- A partir de 3 de agosto, o SUS volta a aplicar duas doses de reforço da vacina contra a poliomielite, sempre com a vacina injetável.
- O esquema passa a ter três doses básicas aos 2, 4 e 6 meses, seguidas de reforços aos 15 meses e aos 4 anos.
- Todas as crianças com menos de 5 anos que não completaram as cinco doses devem procurar o posto de saúde para verificar a necessidade de atualização vacinal.
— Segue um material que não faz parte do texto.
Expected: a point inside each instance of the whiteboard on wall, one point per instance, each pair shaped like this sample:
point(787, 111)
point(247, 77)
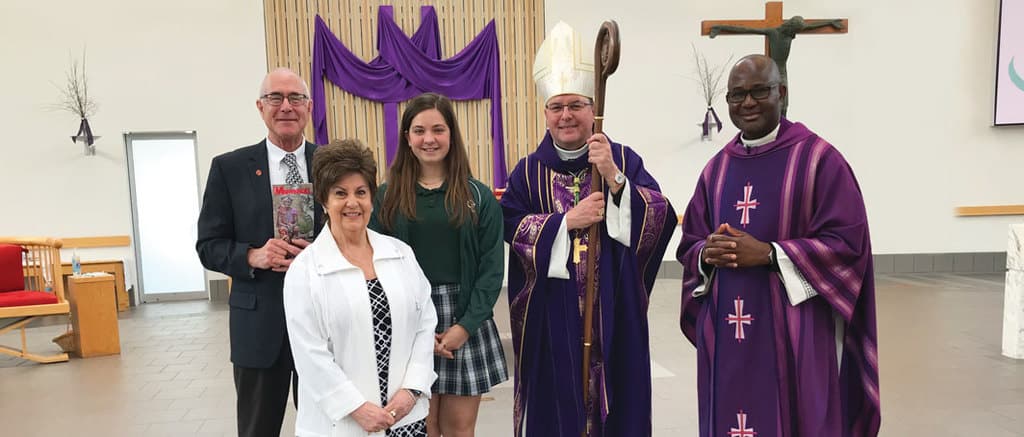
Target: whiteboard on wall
point(164, 187)
point(1010, 69)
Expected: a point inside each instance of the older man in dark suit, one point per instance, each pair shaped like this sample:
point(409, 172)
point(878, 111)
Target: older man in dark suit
point(236, 237)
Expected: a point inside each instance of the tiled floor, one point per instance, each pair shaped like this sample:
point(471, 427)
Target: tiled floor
point(942, 374)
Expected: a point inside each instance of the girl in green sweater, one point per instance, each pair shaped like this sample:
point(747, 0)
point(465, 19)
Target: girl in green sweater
point(454, 225)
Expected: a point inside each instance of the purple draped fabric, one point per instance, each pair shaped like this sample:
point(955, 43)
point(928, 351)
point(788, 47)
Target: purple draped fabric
point(407, 68)
point(546, 319)
point(763, 364)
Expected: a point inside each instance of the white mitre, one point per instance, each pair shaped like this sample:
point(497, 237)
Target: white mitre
point(563, 66)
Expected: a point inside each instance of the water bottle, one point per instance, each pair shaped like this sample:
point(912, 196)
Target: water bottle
point(76, 264)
- A mudança foi aprovada pela Câmara Técnica Assessora em Imunizações e comunicada pelo Programa Nacional de Imunizações.
- O Brasil não registra casos de poliomielite há 37 anos; a vacinação continua sendo a principal forma de prevenção, diante de surtos em outros países.
O SUS volta a aplicar duas doses de reforço da vacina contra a poliomielite. A mudança entra em vigor em 3 de agosto, adotando exclusivamente a vacina injetável para o reforço.
O esquema passa a oferecer três doses básicas aos 2, 4 e 6 meses, seguidas de duas doses de reforço aos 15 meses e aos 4 anos. Todas as aplicações usarão a vacina inativada, eliminando a etapa com a vacina oral.
A decisão foi tomada pela Câmara Técnica Assessora em Imunizações e divulgada pelo Programa Nacional de Imunizações (PNI). A medida visa manter proteção elevada, diante de surtos insurgentes em outros países, embora o Brasil apresente, há 37 anos, registro de ausência de poliomielite.
Por que a mudança
Segundo a diretora da Sociedade Brasileira de Imunizações, Isabela Ballalai, a proteção diminui com o tempo e reforços ajudam a manter o nível de defesa. A vacinação é indicada para crianças até 5 anos, pela maior vulnerabilidade a quadros graves.
Ballalai ainda afirma que, em situações de surto, adultos também podem ser vacinados. O Brasil não registra casos de poliomielite desde 1987, e o certificado de área livre foi concedido em 1994.
Contexto e impacto
Mesmo com a erradicação local, o poliovírus permanece circulando em alguns países. A vacinação contínua evita que o vírus retorne ao território nacional. Em histórico nacional, entre 1968 e 1989, houve mais de 26 mil infecções, com risco de paralisia e morte.